There’s not a wasted moment here, from the staccato noodling on “Porchrail” that starts “Batten the Hatches” to “Keys Out Lights On,” the album’s dreamy closer, where Youngs states with wry hope, “I got so much stowed away down there.”

Youngs released this (her debut CD) independently last year. In early 2007 Nettwerk Records, home to Sarah McLachlan and Barenaked Ladies, picked it up for wider distribution. Hopefully, this major label push will give Jenny Owen Youngs the larger audience she so richly deserves.

 

Shane Nicholson – Faith and Science

nicholsoncd.jpg

A CD Review

Fans of Crowded House should warm up quickly to this record, released last year in Nicholson’s native Australia, and available Tuesday on iTunes (with general release next month).

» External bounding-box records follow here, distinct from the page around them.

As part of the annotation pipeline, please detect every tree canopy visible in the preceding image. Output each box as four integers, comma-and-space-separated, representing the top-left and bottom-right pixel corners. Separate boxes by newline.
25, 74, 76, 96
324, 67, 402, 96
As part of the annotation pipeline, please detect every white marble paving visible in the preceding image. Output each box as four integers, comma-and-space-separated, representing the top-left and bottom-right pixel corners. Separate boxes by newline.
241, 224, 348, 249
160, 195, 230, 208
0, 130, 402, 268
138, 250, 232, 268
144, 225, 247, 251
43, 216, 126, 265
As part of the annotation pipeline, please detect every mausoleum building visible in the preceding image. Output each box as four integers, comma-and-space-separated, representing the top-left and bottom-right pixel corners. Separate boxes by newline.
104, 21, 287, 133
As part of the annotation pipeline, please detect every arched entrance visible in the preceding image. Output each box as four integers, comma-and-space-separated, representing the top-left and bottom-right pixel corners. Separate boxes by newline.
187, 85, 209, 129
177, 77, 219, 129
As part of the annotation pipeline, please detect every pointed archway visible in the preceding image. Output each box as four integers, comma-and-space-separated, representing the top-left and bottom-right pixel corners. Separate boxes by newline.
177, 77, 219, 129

“Faith and Science” once again demonstrates the ability of performers from Down Under to mine the best of American music. There are traces of everything from Rodney Crowell to Steely Dan here, and it sounds more contemporary than most Stateside pop.

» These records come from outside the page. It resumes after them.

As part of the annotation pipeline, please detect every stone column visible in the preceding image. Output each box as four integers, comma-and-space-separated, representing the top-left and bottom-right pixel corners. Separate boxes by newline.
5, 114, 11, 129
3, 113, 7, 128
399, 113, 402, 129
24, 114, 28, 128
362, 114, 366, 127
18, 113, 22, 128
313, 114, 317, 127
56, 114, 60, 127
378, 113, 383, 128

“Always Be On Your Side” has the radio-friendly essence of the Eagles’ “Take It Easy,” while the bluesy “Big In Japan” is a clever stab at achieving pop success in Asia while waiting for the rest of the world to join in (“I’ve got the dog/not the bun”).

Nicholson gets vocal help from wife Kasey Chambers on the churning “Stolen Car” and the plaintive “I Can Change.” It’s a family affair all the way around, with brother-in-law Nash Chambers co-producing (as he has on all of Kasey’s albums)

This is the perfect album for cocooning from the world. The dreamy standouts “Safe and Sound” and “All the Time in the World” define the mood. But other tracks on “Faith and Science” explore darker places. “Tourist (Stand in One Place)” digs at the arrogance of big cities, while the barren album closer (“Home”) heartbreakingly probes Nicholson’s road weariness: “I’m only a spark in the fire/I’m only a voice on the air/I’m wide awake in Hollywood/but I could be anywhere.”

“Faith and Science” has only one real liability: a certain sameness from track to track. But if Nicholson’s easily digestible sound is what you’re looking for, that probably won’t matter.

Jonatha Brooke – Careful What You Wish For

brookecd.jpgCD Review

Jonatha Brooke channels her inner Todd Rundgren in an effort that’s worlds removed from her folksinger roots, though her busker humor is always in evidence.

“I was so naïve,” she chuckles on the title track (and album opener), plucking out a distracted guitar progression, before shifting to dense, majestic pop. It’s a record that reveals more texture with each listen.

Brooke made the smart choice to call on producer Bob Clearmountain, who worked with her on “10 Cent Wings” and “Steady Pull.” Traces of the soundboard wizard’s work with Simple Minds and Aimee Mann are in evidence, particularly on “Forgiven,” which alternately crunches and caresses the listener.

“Keep The River on Your Right,” co-written with Nick Lachey, smolders with soul, while the wordplay-rich “Hearsay” (“there’s hearsay/then there’s hearing you say that she’s leaving”) is the record’s highlight.

Brooke hasn’t completely forsaken the calliope folk-pop she did with the Story. “Never Too Late For Love” and “After The Tears” are good examples. But with “I’ll Leave The Light On,” she only nibbles at the edges of that early sound; as with “”Baby Wait,” she wraps spare pieces in full-bodied rhythm.

When she sings with a sneer, “tell me the story again/the one where I find my way home in the end,” on “Prodigal Daughter,” it’s clear that while there may be echoes of the past, for Brooke there’s no looking back.

That’s a good thing; the buffed and muscular “Careful What You Wish For” is Jonatha Brooke’s “Something/Anything?” – and one of the year’s best.